Be&Be is an Austrian Catholic publishing house based on the campus of the Benedict XVI Philosophical-Theological University in Heiligenkreuz, Lower Austria. Its publishing activity is mainly focused on the publication of books and magazines in the German language.

Among the many titles published so far, the most represented are works by authors in the fields of spirituality, theology, psychology and various religious topics. Many authors of the books published so far deal with themes related to the history, spirituality and work of the Benedictines and Cistercians, as well as themes in art and architecture, and especially topics related to the existence and activity of the Heiligenkreuz Abbey and the Benedict XVI Philosophical-Theological University.

== History ==
The publishing house Be&Be was founded in 1931 by the Cistercians of Heiligenkreuz Abbey under the name Heiligenkreuzer Verlag as a private limited company (German: Gesellschaft mit beschränkter Haftung, abbreviated GmbH): this publishing house initially issued only a series of publications entitled "Heiligenkreuz Studies" (German: Schriftenreihe Heiligenkreuzer Studien), and its activities have been integrated into the economy of Heiligenkreuz Abbey since its foundation. Some of the printed editions are today also valuable theological and educational literature for the needs of the Benedict XVI Philosophical-Theological University.

Since 2007, the publishing house has been operating under the name Be&Be (sometimes as Be+Be), which reflects the spiritual focus and devotion to the character and work of Benedict of Nursia and Bernard of Clairvaux. The director of the publishing house is Karl Wallner, a Cistercian of the Heilgenkreuz Abbey and professor at the Benedict XVI Philosophical-Theological University.

== Authors and publishing ==
The publishing house Be&Be focuses on publishing theological books, Catholic stories and children’s books, novels and, more recently, audiobooks. In addition to publishing periodicals such as Ambo (the yearbook of the Heiligenkreuz University) and the Cistercian multilingual scientific journal Analecta Cisterciensia, it is the publisher’s concern to make current topics accessible to a broad readership in an easily understandable way.

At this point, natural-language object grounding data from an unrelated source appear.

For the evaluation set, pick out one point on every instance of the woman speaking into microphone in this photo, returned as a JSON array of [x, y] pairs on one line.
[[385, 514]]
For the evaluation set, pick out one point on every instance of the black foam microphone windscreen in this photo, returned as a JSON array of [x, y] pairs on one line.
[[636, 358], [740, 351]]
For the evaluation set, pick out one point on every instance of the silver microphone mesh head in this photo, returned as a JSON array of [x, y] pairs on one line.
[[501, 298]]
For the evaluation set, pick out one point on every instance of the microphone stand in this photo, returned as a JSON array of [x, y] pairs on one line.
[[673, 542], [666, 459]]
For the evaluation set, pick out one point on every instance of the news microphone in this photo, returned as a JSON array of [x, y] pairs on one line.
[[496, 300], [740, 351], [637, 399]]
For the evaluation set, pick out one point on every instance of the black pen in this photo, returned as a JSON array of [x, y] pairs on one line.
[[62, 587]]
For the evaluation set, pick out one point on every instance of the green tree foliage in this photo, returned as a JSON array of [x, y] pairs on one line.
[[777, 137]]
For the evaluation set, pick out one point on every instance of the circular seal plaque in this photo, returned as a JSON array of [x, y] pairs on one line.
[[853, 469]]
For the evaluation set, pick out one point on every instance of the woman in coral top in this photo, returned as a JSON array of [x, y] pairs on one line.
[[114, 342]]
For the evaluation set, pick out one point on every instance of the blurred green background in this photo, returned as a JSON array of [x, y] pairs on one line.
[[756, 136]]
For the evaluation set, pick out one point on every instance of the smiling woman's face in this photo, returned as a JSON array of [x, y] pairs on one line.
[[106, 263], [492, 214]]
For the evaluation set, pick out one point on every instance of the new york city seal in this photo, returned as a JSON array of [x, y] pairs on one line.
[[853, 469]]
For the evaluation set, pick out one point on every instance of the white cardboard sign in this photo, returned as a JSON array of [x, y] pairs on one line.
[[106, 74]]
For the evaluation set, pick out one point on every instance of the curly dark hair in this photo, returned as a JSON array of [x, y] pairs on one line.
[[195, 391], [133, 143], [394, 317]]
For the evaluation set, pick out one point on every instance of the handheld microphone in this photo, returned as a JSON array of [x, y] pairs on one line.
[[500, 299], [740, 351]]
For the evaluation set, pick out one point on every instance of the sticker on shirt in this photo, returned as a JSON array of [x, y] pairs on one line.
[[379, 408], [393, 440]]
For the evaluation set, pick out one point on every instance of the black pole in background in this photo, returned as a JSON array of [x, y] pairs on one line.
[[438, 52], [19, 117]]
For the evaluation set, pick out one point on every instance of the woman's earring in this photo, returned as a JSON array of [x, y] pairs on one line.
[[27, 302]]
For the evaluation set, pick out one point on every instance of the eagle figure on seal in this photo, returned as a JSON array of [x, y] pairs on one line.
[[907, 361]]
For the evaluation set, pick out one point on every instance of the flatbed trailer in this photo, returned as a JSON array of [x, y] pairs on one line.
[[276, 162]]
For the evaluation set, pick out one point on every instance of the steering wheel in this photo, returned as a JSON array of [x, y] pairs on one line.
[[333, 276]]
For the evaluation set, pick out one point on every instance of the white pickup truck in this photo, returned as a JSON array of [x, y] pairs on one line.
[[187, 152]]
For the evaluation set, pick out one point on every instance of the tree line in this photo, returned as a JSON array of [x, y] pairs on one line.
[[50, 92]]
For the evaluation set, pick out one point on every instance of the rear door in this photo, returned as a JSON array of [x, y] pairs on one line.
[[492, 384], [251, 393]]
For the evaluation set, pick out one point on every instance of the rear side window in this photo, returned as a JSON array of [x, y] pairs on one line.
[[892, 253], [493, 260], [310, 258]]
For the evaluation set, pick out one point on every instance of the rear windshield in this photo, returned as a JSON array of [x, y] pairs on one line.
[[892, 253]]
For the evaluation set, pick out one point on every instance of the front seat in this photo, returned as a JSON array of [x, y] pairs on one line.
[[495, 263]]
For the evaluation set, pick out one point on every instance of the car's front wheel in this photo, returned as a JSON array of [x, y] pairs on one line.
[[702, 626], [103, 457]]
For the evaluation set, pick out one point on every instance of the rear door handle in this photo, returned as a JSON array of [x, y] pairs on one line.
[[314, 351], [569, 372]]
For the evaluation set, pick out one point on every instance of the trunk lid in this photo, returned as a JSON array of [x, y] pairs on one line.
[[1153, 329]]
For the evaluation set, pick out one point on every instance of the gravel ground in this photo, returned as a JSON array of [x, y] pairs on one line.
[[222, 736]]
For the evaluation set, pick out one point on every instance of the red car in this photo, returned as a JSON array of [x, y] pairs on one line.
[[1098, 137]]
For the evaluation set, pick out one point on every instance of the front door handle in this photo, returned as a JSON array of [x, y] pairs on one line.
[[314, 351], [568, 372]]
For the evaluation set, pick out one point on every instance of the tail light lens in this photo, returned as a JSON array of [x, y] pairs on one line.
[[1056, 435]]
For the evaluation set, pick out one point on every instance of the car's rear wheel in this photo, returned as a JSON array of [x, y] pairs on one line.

The Little Library of the Western world (German: Kleine Bibliothek des Abendlandes, abbreviated KBA) is one of the specialties of the Be&Be publishing program, which reissues older and sold-out editions on the history of Christianity and clergy in the countries of the Western world.

The authors of most of the published works in the field of spirituality are many Cistercians of the Heiligenkreuz Abbey and professors of the Benedict XVI Philosophical-Theological University, notably Abbot Maximilian Heim, Father Karl Wallner, the German philosopher Hanna-Barbara Gerl-Falkovitz, Father Bernhard Vošicky and the Secretary General of the University, Prior Johannes Paul Chavanne.